Many a great plan has been made on the back of a napkin. You need not be a master artist. Make simple sketches showing the major features: house, fence lines, street, sidewalks and mature trees. Add in existing gardens as you are planning, but do not get hung up on their current shape or location. Leave what you like; change the rest. Digital cameras are wonderful. The picture easily can be sized, cropped, rotated and printed off any number of simple-to-use programs. Printing on paper or simple tracings facilitates the use of colored pencils to add or remove features.
Spring garden flower and vegetable catalogs are arriving. This may set off a massive case of spring fever. The pictures they show will be one in a thousand, and the descriptions make for heightened interest. Buyers beware: The best catalogs will include the picture, common name, scientific name, sun requirements, hardiness zone and mature size. Vegetable sources also may include yield. These catalogs help us visualize our plan.
The catalogs and magazines are sent nationwide, and many plants do not lend themselves to our high plains growing conditions, even if we meet the other stated requirements. Kansas State University has research-based information on flowers that grow well in Kansas. This is available at www.oznet.ksu.edu. Follow the lawn and garden and horticultural information center links to identify prairie star and pride of Kansas flowers. A vegetable garden guide is available as well.
Unless you are after a very specific cultivar or heirloom variety, it is best to source your purchases locally.
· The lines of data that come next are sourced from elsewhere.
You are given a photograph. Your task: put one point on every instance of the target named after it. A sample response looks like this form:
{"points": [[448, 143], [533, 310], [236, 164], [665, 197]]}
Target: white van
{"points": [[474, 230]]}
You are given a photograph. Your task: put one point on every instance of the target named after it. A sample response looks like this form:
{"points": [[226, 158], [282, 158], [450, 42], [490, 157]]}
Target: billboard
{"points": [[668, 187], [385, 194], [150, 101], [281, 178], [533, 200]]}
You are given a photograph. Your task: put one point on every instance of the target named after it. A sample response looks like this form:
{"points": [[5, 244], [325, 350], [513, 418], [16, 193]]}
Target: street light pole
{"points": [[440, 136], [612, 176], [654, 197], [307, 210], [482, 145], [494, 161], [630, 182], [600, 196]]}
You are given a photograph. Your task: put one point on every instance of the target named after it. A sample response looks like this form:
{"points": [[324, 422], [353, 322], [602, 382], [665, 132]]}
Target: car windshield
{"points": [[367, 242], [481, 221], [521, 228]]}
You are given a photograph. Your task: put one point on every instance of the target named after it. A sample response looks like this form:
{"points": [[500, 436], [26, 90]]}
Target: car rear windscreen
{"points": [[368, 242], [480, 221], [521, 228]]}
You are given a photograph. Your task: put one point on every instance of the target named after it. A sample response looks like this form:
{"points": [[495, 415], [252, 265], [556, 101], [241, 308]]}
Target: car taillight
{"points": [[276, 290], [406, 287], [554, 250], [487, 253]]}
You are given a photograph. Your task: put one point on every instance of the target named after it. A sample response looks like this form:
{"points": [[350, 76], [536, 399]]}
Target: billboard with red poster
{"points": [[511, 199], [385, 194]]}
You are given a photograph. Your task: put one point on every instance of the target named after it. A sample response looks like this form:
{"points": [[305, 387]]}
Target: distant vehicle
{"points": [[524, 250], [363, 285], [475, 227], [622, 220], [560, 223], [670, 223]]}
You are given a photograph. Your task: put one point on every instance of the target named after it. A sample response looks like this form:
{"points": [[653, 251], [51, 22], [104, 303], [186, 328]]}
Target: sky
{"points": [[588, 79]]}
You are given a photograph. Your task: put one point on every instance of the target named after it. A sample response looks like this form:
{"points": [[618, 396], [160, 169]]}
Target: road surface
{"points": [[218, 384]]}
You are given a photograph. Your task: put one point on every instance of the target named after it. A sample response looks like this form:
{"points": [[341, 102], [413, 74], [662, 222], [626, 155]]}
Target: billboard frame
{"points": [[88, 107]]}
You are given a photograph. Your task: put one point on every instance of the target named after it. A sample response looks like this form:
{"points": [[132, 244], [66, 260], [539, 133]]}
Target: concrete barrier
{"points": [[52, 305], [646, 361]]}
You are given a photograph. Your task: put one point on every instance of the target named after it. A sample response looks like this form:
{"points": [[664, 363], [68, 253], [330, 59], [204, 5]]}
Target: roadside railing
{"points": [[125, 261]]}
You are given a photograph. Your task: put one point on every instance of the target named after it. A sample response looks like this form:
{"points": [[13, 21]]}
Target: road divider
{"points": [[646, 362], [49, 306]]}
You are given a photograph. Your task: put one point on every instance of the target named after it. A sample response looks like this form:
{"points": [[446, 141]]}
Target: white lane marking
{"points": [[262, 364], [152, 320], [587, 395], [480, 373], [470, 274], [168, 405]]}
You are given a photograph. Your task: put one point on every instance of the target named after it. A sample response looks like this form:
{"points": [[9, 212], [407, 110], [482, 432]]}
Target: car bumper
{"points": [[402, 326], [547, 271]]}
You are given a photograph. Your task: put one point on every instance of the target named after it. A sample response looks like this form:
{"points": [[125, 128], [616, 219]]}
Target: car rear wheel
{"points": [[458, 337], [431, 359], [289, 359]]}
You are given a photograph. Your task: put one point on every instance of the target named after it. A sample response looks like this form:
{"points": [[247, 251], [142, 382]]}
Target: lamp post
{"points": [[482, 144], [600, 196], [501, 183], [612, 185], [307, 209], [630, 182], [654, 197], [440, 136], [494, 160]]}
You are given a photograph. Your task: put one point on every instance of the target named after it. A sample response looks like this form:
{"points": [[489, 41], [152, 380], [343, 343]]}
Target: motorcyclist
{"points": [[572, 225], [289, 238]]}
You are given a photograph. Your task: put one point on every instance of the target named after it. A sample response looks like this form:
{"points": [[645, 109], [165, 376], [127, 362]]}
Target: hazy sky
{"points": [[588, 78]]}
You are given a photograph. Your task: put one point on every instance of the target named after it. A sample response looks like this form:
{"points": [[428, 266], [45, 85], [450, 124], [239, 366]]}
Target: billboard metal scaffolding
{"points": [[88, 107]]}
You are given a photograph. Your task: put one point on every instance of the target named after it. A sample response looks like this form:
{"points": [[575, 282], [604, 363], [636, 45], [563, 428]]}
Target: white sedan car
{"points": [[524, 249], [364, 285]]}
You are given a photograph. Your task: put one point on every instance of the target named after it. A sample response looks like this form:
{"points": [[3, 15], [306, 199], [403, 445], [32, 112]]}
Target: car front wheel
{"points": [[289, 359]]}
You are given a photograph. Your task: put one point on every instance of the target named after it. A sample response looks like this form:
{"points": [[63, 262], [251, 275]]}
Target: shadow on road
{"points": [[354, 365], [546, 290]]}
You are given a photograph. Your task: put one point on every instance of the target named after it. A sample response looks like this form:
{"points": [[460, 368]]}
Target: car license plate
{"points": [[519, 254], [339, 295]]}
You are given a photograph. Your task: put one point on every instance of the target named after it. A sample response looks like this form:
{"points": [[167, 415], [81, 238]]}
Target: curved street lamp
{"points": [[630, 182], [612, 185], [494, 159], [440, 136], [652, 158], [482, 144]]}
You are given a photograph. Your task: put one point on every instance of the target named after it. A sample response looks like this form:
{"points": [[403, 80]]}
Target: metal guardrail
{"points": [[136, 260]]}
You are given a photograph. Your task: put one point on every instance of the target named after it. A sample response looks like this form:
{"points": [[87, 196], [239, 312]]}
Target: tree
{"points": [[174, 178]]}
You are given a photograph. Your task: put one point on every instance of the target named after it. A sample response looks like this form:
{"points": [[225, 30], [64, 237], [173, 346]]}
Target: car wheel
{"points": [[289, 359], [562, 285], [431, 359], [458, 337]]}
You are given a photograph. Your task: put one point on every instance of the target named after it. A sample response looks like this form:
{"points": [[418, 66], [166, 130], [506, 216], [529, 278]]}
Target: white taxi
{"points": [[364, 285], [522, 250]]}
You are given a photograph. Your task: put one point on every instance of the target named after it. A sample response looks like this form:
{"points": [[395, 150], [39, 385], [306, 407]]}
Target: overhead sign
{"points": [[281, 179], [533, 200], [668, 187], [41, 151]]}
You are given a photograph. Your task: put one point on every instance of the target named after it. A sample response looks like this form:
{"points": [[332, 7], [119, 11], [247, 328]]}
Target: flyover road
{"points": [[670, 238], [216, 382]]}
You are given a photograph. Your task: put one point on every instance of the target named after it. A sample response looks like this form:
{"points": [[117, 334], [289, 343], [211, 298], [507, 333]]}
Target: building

You can see what you are buying and get what you paid for. The local centers, too, will carry the plants suited to the area and have firsthand knowledge of their success and potential. Local or catalog, seeds also will be available. Certainly less expensive, they do require supplies, space, lighting, timing and patience. Seeds come with no guarantee.
Do not hurry. The average last frost date in Kansas is April 10. We will not be 95 percent frost-free until May 2. The garden centers will have plants out well before this time, and temptation will be high. Use the warmer wait time to prepare the newly planned areas. Eastern Kansas has a 180-day growing season with only 100 days adapted to warm-season crops. Any vegetable variety with a season length of more than 90 days is questionable.
Andrea Zuercher, Extension Master Gardener volunteer, reminds me that you can plant flowers and vegetables side by side. She found a Salina couple who were first to install an "edible estate," replacing their whole yard, turf grass and all, with a garden that produced vegetables, fruit and berries. Strawberries make a good ground cover, carrots provide a light fern texture, and radishes and lettuce will be up well before the flowers.
Get out your notepads, snap some photos, peruse those catalogs, and make your plans. Now is the time to start.